Ее глаза были влажными, но слезы только добавляли ей очарования и усиливали необычный фиолетовый цвет этих глаз. Щеки женщины побледнели так, что походили на полупрозрачный алебастр, и слезы скатывались по ним, как крошечные жемчужинки.

– Вы прекрасны, – произнес Хэл все так же на латыни.

Его голос прозвучал как голос какого-нибудь несчастного, стоящего у подножия виселицы, в нем слышалась настоящая агония. Хэла разрывали чувства, о которых он прежде и не подозревал. Ему хотелось защищать и баловать эту женщину, навсегда заполучить ее для себя, любить и боготворить ее. Ему вспомнились все рыцарские истории, которые он читал прежде, хотя и не понимал по-настоящему, пока не взглянул на это чудо; благородные слова рвались с языка, но Хэл мог лишь стоять и смотреть.

Потом его отвлек другой тихий звук, раздавшийся за его спиной. Юноша резко обернулся, держа наготове саблю. Из-под шелковых простыней, что свисали с огромной кровати до самого пола, выбралась свиноподобная фигура. Зад и живот так обросли салом, что дрожали при каждом движении мужчины. Складки жира висели и на его шее, и под мягким подбородком.

– Сдавайся! – рявкнул Хэл, тыча в мужчину острием сабли.

Губернатор пронзительно завизжал и рухнул на пол. И заерзал, как щенок.

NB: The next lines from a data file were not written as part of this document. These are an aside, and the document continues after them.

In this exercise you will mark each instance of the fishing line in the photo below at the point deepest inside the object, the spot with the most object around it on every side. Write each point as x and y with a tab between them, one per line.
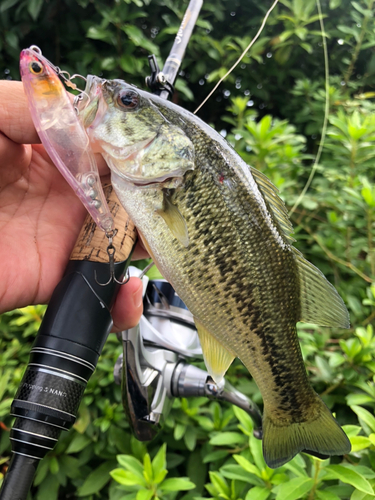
241	56
326	111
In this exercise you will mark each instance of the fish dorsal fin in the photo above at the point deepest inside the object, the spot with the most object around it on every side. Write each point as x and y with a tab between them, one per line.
174	220
216	357
275	203
320	302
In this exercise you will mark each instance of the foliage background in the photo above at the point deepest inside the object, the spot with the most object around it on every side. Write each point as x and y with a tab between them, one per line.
271	109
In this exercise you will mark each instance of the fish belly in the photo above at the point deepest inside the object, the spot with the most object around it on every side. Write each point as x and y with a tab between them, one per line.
242	286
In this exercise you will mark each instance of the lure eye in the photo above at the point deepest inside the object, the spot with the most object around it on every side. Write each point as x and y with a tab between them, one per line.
36	68
128	99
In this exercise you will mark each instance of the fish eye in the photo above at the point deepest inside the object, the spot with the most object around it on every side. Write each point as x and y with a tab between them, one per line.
128	99
36	68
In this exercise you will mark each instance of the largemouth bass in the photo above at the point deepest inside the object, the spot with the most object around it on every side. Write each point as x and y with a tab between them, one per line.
218	231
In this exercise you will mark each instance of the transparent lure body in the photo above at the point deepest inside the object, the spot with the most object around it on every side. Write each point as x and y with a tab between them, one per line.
63	135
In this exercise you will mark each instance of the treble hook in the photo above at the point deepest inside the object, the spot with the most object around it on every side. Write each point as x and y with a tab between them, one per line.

– Пожалуйста, не убивай меня! Я богатый человек! – всхлипывал он, говоря также на латыни. – Я заплачу любой выкуп!

– Встань!

Хэл снова легонько ткнул его саблей, но у Петруса ван де Вельде хватило сил и храбрости только на то, чтобы подняться на колени. И он продолжал бессвязно бормотать.

– Кто ты такой?

– Я губернатор мыса Доброй Надежды, а эта леди – моя жена.

Это были самые страшные слова, какие Хэлу только приходилось слышать в жизни. Он в ужасе уставился на толстяка. Прекрасная леди, которую он уже полюбил на всю жизнь, оказалась замужем… и притом за этим толстым шутом, стоявшим перед ним на коленях!

– Мой тесть – директор Голландской компании, один из самых богатых и влиятельных людей в Амстердаме… Он заплатит… он сколько угодно заплатит… Прошу, не убивайте нас!

Все эти слова почти ничего не значили для Хэла. Его сердце было разбито. За несколько мгновений он свалился из заоблачных высот в самые темные глубины человеческого духа, от парящей любви – к удушающему отчаянию…

Но вот для сэра Фрэнсиса Кортни, стоявшего в дверях каюты, и для маячившего за его спиной Эболи слова толстяка значили куда больше.

– Прошу, успокойтесь, губернатор. Вы с женой в надежных руках. Я немедленно начну переговоры о вашем выкупе.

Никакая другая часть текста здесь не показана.